Sunday, October 7, 2012

Are you green enough?


You are approached by a spotty teenager asking you take a 'green test' - how do you respond?  

The direct “No”; the obtuse “Is Clearasil green?”; the passive-aggressive “Thanks but we're late for Top Gear”?

At the time I look shifty and mumble “Er ok then”.  Not that I'm worried - as an edgy-veggie tree-hugger, I'll ace her questions, right?

Well, I do score well on many counts.

Travel is a key polluter, so I proudly boast of cycling most places, and taking busses or trains for longer journeys – no nasty gas-guzzling car!

Home is a modest terrace, crammed with long-life lightbulbs and rechargeable batteries – and enjoying cavity wall and loft insulation plus a new-ish boiler.  What’s more, we've just changed electricity and gas supplier to Ecotricity (it’s them or Good Energy, it’s easy to do - and it costs the same!). 

Everyone recycles, but we do it despite Oxford council’s bizarre colour-coded bins (the green one? – well that’s obviously for… landfill; idiots).  Plus we just installed a home composter and water butt, so we’re two-up on the neighbours in green garden bingo. 

 “But what about money?” she asks, hopefully.  Well our bank and insurance are both with the Co-operative, the only highstreet bank with an ethical policy.  And I donate every month to Friends of the Earth, by subscription and affinity credit card. 

“Sure, giving is powerful” she concedes, “but are you an activist?”

I'm tempted to list my contribution to local cycling and pedestrian societies, recent help at Oxgrow community gardens, even my impending take-over of the Green party (maybe).

Instead I let her off with a gentle lecture on how activism begins at home - you have to role-model green behavior yourself.  Look at us:  we take take clothes to Oxfam, give away our old bed on Freecycle, purchase 'pre-loved' books from greenmetropolis.com – we even buy expensive eco-cleaning products and scrub twice as hard for the privilege!

To complete her green feast we talk food:  agriculture is a huge polluter, so our veggie lifestyle gets gold stars (if you still eat farty cows you’re on naughty step!).  What’s more, we subscribe to Abel and Cole, home delivered and locally produced – the only flies on us are organic!

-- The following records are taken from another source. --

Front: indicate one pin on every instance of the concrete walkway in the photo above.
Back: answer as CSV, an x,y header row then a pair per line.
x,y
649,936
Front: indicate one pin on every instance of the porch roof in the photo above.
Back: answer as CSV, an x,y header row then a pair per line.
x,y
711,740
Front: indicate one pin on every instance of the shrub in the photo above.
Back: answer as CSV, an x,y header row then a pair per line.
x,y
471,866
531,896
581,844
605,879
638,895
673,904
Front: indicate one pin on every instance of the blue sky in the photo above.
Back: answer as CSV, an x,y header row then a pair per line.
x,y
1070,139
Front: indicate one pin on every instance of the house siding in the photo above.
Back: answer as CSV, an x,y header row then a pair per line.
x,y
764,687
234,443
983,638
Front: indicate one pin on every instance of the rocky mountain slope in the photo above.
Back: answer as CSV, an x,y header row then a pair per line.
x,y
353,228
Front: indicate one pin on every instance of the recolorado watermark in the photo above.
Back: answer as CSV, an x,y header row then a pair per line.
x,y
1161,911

Taking a triumphant swig of my banana smoothie, I wink at the poor outclassed youth, and make to leave.

Not so fast!

“Um, at what temperature do you heat your home?”.  Ok, it’s a small chink – having recently returned from warmer climes it’s on a lot, even in ‘summer’.  At least she doesn’t know we’re ripping out a perfectly good bathroom for purely aesthetic reasons.

“And you make a good point about money – are your mortgage and pension also green?”  Er, well, I don’t control those, my pensions is through work and mortgage through a broker so, um, dunno.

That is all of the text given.